Возвращаясь к ригористам (этот крайний пример кажется нам наиболее убедительным), можно сказать, что они всегда полемизи­руют с тем, в чем замечают какое-либо обаяние, будь оно положи­тельным или таящим в себе опасность. И в этом отношении они идут по стопам Августина, чья драматическая история выглядит еще более волнующей и исполненной искреннего чувства. Авгус­тин повествует о внутренней борьбе верующего, непрестанно стра­шащегося, что красота сакральной музыки введет его в соблазн во время молитвы («Исповедь», X, 33). Св. Фома гораздо сдержаннее трактует эту тему, когда советует не использовать в литургии ин­струментальную музыку. Музыкальных инструментов следует из­бегать именно потому, что они вызывают чрезвычайно острое на­слаждение и тем самым способны отвлечь душу верующего от ис­тинного предназначения священной музыки, осуществляющегося в пении. Пение подвигает душу к набожному благоговению, тогда как musica instrumenta magis animum movent ad delectationem quam per ea formetur interius bona dispositio (музыкальные инст­рументы не столько создают в душе внутреннее благорасположе­ние, сколько влекут ее к наслаждению) (2).

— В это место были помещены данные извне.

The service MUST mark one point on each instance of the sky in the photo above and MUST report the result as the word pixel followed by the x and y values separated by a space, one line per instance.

Отказ от инструмен­тальной музыки связан с признанием пагубного характера эстети­ческой реальности, но не с отрицанием самого ее статуса.

Ясно, что средневековый мистик, не доверяя внешней красоте, искал убежища в созерцании Писаний или в наслаждении внутрен­ними ритмами души, пребывающей в состоянии благодати. В этой связи некоторые исследователи говорили о сократической эстети­ке цистерцианцев, основанной на созерцании душевной красоты.

18

«О vere pulcherrima anima quam, etsi infirmum inhabitantem corpusculum, pulchritudo caelestis non despexit, angelica sublimi ­ tas non reiecit, claritas divina non repulit!»

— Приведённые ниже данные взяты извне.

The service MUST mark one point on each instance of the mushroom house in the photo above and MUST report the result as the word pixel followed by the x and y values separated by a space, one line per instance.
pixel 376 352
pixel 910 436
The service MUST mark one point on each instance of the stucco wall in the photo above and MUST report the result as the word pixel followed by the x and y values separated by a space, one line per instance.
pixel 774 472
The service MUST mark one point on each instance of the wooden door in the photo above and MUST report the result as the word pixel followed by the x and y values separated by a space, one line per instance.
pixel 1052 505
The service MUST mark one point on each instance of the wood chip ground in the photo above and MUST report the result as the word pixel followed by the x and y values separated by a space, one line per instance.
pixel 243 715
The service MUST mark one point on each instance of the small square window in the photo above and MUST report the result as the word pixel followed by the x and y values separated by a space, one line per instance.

«О сколь прекрасна душа, которую, несмотря на ее обитание в бренном теле, небесная красота не презрела допустить до себя, ангельская превознесенность не отвергла, божественный свет не отринул!»

(S. Bernardus, Sermones super Cantica Canticorum, PL 183, col. 901; см. также: Opera I, p. 166.).

Тела мучеников, столь страшные на вид после ужасающих каз­ней, излучают животворную внутреннюю красоту.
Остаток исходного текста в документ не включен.